A police officer pulls over a speeding car.  The officer says to the male driver, "You were clocked doing 80 mph, sir, in a 60 mph zone."

Driver says, "Gee, officer I had it on cruise control at 60.  Perhaps your radar gun needs calibrating?"

 

Not looking up from her knitting the wife says: "Now don't be silly, dear, you know this car doesn't have cruise control."

 

As the officer writes the ticket, the driver looks over at
his wife and growls, "Thanks.  You could have kept your big mouth shut for a change, but no.  You had to be you."

The wife smiles demurely and says, "Dear, you should be thankful your radar detector went off when it did."

 

As the officer makes out the second ticket for the illegal radar detector, the man glowers at his wife and says through clenched teeth, "Darn it, woman, can't you keep your damn big mouth shut?"

 

The officer frowns and says, "And I notice that you're not
wearing your seat belt, sir. That's another infraction, another $50 fine."

 

The driver says, "Yeah, well, you see officer, I had it on, but I took it off when you pulled me over so that I could get my wallet and license out of my back pocket."

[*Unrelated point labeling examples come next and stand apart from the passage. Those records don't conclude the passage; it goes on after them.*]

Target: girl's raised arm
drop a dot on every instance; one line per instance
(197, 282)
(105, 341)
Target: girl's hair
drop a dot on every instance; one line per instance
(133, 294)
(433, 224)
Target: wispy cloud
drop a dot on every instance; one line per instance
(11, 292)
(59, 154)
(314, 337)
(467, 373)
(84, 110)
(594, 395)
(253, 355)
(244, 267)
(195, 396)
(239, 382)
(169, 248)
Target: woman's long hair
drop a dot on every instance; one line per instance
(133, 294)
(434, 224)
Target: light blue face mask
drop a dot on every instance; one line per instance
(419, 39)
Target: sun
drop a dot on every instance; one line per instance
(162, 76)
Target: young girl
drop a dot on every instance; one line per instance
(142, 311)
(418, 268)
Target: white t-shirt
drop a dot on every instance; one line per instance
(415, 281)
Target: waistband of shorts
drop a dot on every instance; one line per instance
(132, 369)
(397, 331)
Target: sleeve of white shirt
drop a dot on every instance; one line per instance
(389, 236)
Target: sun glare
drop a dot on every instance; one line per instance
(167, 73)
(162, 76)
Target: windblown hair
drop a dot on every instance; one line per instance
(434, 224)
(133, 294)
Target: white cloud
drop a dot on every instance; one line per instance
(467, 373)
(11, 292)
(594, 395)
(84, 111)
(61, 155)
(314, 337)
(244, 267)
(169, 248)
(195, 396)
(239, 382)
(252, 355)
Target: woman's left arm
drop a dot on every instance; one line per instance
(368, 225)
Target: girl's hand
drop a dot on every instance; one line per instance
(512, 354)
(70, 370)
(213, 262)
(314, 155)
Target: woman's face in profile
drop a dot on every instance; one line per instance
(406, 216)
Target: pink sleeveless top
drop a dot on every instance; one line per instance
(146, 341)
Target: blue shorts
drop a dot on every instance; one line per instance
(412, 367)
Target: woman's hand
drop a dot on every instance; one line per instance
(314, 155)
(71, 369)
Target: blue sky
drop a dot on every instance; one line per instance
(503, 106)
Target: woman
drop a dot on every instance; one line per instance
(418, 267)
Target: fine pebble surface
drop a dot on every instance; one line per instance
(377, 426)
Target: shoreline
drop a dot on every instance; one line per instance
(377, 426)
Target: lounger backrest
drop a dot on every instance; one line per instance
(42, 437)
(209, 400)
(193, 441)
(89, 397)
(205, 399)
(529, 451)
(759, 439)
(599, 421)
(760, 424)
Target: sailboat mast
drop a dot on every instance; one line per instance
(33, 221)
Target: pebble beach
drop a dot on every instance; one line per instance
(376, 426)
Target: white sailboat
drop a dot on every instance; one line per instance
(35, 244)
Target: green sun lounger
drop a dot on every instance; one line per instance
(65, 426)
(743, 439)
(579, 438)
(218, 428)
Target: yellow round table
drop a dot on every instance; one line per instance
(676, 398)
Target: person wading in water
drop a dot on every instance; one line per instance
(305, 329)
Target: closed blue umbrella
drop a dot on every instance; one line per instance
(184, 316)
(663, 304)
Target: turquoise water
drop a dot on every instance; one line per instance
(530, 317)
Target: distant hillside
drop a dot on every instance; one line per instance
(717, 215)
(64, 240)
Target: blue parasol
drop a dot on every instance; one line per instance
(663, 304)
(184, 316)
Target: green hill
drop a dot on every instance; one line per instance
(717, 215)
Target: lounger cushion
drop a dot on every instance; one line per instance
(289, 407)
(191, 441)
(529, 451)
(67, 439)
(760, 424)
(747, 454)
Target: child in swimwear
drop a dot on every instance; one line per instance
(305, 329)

The wife barks, "Now, dear, you know very well that you didn't have your seat belt on. You never wear your seat belt when you're driving no matter how many times I ask you to."

As the police officer is writing out the third ticket the driver
turns to his wife and barks, "CAN'T YOU KEEP THAT HOLE IN YOUR FACE SHUT?  THIS IS COSTING ME A SMALL FORTUNE!"

 

The officer looks over at the woman and asks, "Does your husband always talk to you this way, Ma'am?"

 

She sadistically answers, "Only when he's been drinking."